この構成のランプ信号生成部212Bは、水平画素数nがそれほど多くない場合や、アナログスイッチ1071〜107nの入力インピーダンスZ1に対して、DA変換器213内のバッファの出力インピーダンスZ0が十分に小さい(すなわち、Z0≪Z1)場合に有効で
(ランプ信号生成部の第3の実施形態)
図10は、ランプ信号生成部212の第3の実施形態のブロック図を示す。同図中、図8と同一構成部分には同一符号を付し、その説明を省略する。図10に示すランプ信号生成部212Cは、ランプ信号生成部212Aと212Bとを組み合わせた構成で、ランプ信号データ生成器305から出力されるLUTデータと負荷変動補正データ生成部303から出力される負荷変動補正データとを乗算器306で乗算する。ランプ信号データ生成器305は、LUTにより構成されており、駆動信号に同期したカウンタ301のカウンタ値をアドレスとして入力され、信号デガンマ、液晶素子のVT特性を補正するLUTデータを記憶している。乗算器306は、負荷変動補正データを乗算値とし、ランプ信号データ発生器305からのLUTデータを被乗算値として乗算を行い、その乗算結果をランプ信号データVREFDとして図2のDA変換器213へ出力する。

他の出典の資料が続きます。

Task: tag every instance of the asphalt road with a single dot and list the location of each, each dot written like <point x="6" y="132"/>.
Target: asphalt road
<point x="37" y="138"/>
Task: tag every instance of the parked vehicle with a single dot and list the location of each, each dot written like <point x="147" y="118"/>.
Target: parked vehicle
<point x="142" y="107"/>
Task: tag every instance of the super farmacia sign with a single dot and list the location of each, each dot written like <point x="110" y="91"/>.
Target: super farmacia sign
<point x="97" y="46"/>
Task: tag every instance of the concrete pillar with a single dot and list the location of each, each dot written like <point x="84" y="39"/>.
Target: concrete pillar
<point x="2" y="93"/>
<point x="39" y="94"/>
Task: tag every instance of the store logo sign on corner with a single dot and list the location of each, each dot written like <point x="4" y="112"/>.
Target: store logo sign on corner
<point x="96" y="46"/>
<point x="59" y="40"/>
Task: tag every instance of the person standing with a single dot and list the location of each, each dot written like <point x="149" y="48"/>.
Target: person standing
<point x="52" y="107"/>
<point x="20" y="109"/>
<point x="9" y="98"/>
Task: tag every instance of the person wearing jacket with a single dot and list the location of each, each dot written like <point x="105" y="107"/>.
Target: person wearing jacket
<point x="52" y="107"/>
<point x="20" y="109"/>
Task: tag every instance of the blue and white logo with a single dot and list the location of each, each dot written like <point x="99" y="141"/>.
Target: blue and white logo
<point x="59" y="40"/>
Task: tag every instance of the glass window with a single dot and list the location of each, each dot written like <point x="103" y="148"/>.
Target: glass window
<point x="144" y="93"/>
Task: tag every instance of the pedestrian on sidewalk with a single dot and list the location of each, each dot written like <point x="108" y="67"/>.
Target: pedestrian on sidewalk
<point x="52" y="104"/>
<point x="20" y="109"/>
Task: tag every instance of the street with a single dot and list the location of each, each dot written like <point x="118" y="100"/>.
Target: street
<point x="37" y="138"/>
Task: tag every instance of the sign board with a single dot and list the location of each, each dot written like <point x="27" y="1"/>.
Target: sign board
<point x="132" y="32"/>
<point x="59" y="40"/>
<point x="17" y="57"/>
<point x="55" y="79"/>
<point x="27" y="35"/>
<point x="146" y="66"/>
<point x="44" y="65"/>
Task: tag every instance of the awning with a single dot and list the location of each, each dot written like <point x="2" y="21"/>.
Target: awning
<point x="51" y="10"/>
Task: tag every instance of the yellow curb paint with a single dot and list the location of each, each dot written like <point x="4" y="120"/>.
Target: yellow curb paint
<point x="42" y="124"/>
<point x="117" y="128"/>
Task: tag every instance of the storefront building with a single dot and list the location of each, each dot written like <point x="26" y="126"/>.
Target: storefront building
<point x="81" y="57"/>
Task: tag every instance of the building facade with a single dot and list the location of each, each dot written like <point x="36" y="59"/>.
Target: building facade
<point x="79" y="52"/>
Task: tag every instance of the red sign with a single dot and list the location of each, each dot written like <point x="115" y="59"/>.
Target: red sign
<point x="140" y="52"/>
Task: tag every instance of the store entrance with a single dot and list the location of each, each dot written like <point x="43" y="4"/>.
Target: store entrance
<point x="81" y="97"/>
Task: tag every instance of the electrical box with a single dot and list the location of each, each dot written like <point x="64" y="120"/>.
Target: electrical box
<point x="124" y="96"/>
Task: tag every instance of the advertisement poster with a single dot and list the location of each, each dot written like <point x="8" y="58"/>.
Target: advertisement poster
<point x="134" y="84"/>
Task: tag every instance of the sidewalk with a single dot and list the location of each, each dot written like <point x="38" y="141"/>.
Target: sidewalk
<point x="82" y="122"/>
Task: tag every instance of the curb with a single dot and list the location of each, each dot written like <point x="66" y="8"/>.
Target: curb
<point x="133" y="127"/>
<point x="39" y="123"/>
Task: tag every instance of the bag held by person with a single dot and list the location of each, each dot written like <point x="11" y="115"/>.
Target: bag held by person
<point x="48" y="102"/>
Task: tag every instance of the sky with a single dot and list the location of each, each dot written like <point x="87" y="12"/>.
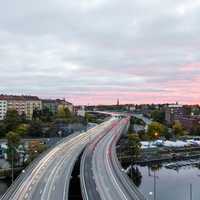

このランプ信号生成部212Cは、液晶素子のVT特性、信号のデガンマといった補正を実施するとともに、負荷変動がヒストグラム値に対して略線形とみなせる場合に有効な構成である。すなわち、液晶素子のVT特性、信号のデガンマといった補正は一般的に各階調に対して非線形であり、その補正パラメータ(例えば、生産時の液晶膜厚ばらつきで生じる表示素子単位で異なる補正パラメータ)が必要な場合、2.2乗、1.8乗、2.6乗といった映像コンテンツで異なる信号ガンマ値をキャンセルするための補正値(デガンマ特性)を適宜変更する場合に有効な構成である。ランプ信号生成部212Cは、ランプ信号データ生成器305でこれらの補正を実施し、負荷変動抑制は後段の乗算器306で負荷変動補正データと乗算することで実施し、増大するLUTメモリ容量を大幅に削減し、低コスト、装置小型化が図れる構成である。
以上説明した本実施形態の画像表示装置100によれば、ランプ信号を用いたDA変換方式の画像表示装置において、ダミー画素を画素内に設けることなく、表示用デジタル映像信号の各ライン単位でダイナミックに変動するランプ信号生成部の負荷変動に起因するランプ信号の電圧変動による階調劣化(波形妨害)を高精度に抑制でき、更には表示素子のアナログスイッチ特性ばらつきに応じてその抑制効果を調整することで階調性に優れた高画質表示ができる。また、本実施形態の画像表示装置100では、ダミー画素を画素内に設ける必要がないので、回路増大に伴う歩留まり低下、更にはコストアップを低減できる。
なお、本発明は以上の実施形態に限定されるものではなく、例えば、ランプ信号は1水平走査期間内で最大階調値のレベルから最小階調値のレベルまで変化する傾斜波であってもよい。また、本発明は液晶表示素子以外の同様な表示素子を用いてDA変換方式にて画像表示を行う画像表示装置にも適用可能である。